Trotzdem gab es bis zur Pause gute Chancen: Zwei Treffer (8./35.) wurden dem BVB wegen Abseitsstellungen zu Recht zurückgepfiffen. Aubameyang, der aus drei Metern Hradecky anschoss (33.), Gündigan (39.) und Mkhitaryan, der aus zwei Metern im Liegen übers Tor zielte (45.+1), vergaben weitere Hochkaräter für den BVB, der aus 70 Prozent Ballbesitzt zur Pause deutlich zu wenig machte und durch Aubameyang nach Foul von Medojevc an Castro auch noch einen Foulelfmeter kläglich vergab.

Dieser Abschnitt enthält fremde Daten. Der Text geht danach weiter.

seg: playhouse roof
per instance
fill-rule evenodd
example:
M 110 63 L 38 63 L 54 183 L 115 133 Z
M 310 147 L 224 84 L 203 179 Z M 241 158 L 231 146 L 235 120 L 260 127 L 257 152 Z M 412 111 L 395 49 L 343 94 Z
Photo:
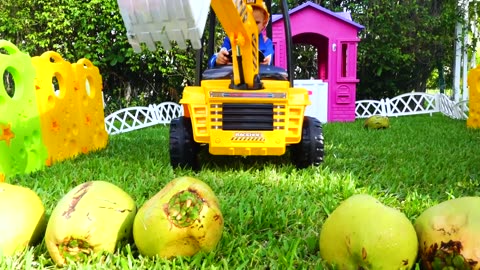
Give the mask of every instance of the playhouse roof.
M 352 17 L 350 16 L 350 13 L 349 13 L 349 12 L 333 12 L 333 11 L 331 11 L 331 10 L 329 10 L 329 9 L 326 9 L 326 8 L 324 8 L 324 7 L 320 6 L 320 5 L 317 5 L 317 4 L 315 4 L 315 3 L 312 3 L 312 2 L 310 2 L 310 1 L 307 1 L 307 2 L 305 2 L 305 3 L 303 3 L 303 4 L 299 5 L 299 6 L 297 6 L 297 7 L 295 7 L 295 8 L 292 8 L 291 10 L 288 11 L 288 14 L 289 14 L 289 15 L 292 15 L 292 14 L 294 14 L 294 13 L 296 13 L 296 12 L 298 12 L 298 11 L 304 9 L 304 8 L 307 8 L 307 7 L 312 7 L 312 8 L 314 8 L 314 9 L 317 9 L 317 10 L 320 11 L 320 12 L 326 13 L 326 14 L 328 14 L 328 15 L 330 15 L 330 16 L 332 16 L 332 17 L 335 17 L 335 18 L 337 18 L 337 19 L 339 19 L 339 20 L 341 20 L 341 21 L 344 21 L 344 22 L 346 22 L 346 23 L 348 23 L 348 24 L 351 24 L 352 26 L 356 27 L 358 30 L 362 30 L 362 29 L 365 28 L 363 25 L 358 24 L 358 23 L 352 21 Z M 283 15 L 282 15 L 282 14 L 273 14 L 273 15 L 272 15 L 272 23 L 274 23 L 274 22 L 276 22 L 276 21 L 279 21 L 279 20 L 281 20 L 281 19 L 283 19 Z

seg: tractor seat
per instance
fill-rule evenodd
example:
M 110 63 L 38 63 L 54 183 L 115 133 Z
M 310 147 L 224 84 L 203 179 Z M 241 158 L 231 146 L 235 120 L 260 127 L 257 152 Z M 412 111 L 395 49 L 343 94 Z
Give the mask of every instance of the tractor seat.
M 230 79 L 232 76 L 233 66 L 223 65 L 206 69 L 202 74 L 202 80 Z M 288 81 L 288 73 L 281 67 L 260 65 L 260 79 Z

So stand es zur Halbzeit nur 1:1. Am einzigen Treffer hatte Mats Hummels maßgeblichen Anteil, weil sein Schnittstellenpass auf Aubameyang perfekt die Eintracht-Abwehr aushebelte. Nach Querpass des Gabuners musste Mkhitaryan nur noch den Fuß hinhalten (25.).

Sehr hart war bei der Elfmeter-Entscheidung von Schiedsrichter Christian Dingert die Gelb-Rote Karte gegen den schon verwarnten Medojevic. So spielte Dortmund nach der Pause in Überzahl – gegen die drückende Überlegenheit wehrten sich die Gäste nur noch kurzzeitig erfolgreich. Gündogans toller Lupfer auf Kagawa überlistete die Abseitsfalle der Frankfurter, den Querpass des Japaners vollstreckte Aubameyang (57.). Nur vier Minuten später bedeutete Hummels‘ Linksschuss zum 3:1 schon die Vorentscheidung. Dortmunds Manndecker belohnte sich für eine seiner besten Saisonleistungen. 

Ramos setzt den Schlusspunkt

Der BVB konnte danach auch eine Slapstick-Einlage von Mkhitaryan locker verkraften, der aus einem Meter über das leere Tor köpfte. Der eingewechselte Adrian Ramos machte es besser, das 4:1 war am Ende ein standesgemäßes Ergebnis.